Every atom consists of a nucleus surrounded by electrons. Inside the nucleus, protons and neutrons are bound together by the strong force. While protons carry a positive charge, neutrons are electrically neutral. The strong force attracts both particles, keeping them together, but it decays rapidly outside the nucleus, so neighboring atoms do not feel its pull.
Protons repel each other through the electromagnetic force, which acts over long distances. Without another interaction to counteract this repulsion, protons would be forced apart. Neutrons, lacking charge, do not experience this repulsion. When a proton and a neutron come within about one trillionth of a millimeter (≈10⁻¹⁵ m), the strong force dominates and the particles bind together.

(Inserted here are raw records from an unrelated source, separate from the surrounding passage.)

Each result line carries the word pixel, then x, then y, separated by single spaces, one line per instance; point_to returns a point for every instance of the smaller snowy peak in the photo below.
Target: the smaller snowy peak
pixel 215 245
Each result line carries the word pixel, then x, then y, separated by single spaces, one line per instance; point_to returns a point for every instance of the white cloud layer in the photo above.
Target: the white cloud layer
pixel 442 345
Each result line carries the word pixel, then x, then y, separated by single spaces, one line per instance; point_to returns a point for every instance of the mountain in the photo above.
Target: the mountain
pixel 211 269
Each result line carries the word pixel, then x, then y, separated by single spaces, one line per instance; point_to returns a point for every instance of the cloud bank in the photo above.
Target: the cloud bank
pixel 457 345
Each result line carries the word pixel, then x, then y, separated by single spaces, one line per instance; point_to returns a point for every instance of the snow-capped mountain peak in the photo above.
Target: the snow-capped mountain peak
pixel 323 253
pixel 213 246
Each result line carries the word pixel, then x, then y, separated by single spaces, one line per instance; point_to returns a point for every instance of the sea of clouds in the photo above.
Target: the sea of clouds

The modern understanding of the fundamental forces is that they arise from the exchange of force‑carrying particles. Massless photons mediate the electromagnetic force, allowing it to act over infinite distances. In contrast, the strong force is carried by massive pions, whose short Compton wavelength limits the range of the interaction to the femtometer scale.
In stellar cores, gravity compresses hydrogen and helium, generating pressures that bring protons and neutrons into close proximity. When they do, the strong force fuses them into heavier nuclei, releasing energy. Nuclear fusion yields about ten million times more energy per unit mass than chemical reactions such as burning coal or gasoline.
A neutron star is the dense remnant left after a massive star explodes as a supernova. Its entire mass is compressed into a volume only a few kilometers across, creating an object whose density rivals that of an atomic nucleus. A teaspoon of neutron‑star matter would weigh roughly ten million tons. Because the strong force dominates in this environment, all protons and neutrons are forced together, leaving no atoms in the traditional sense.
If the strong force were to act over macroscopic distances, the material on Earth would collapse into a compact sphere, roughly a few hundred meters across, with a mass equivalent to the planet.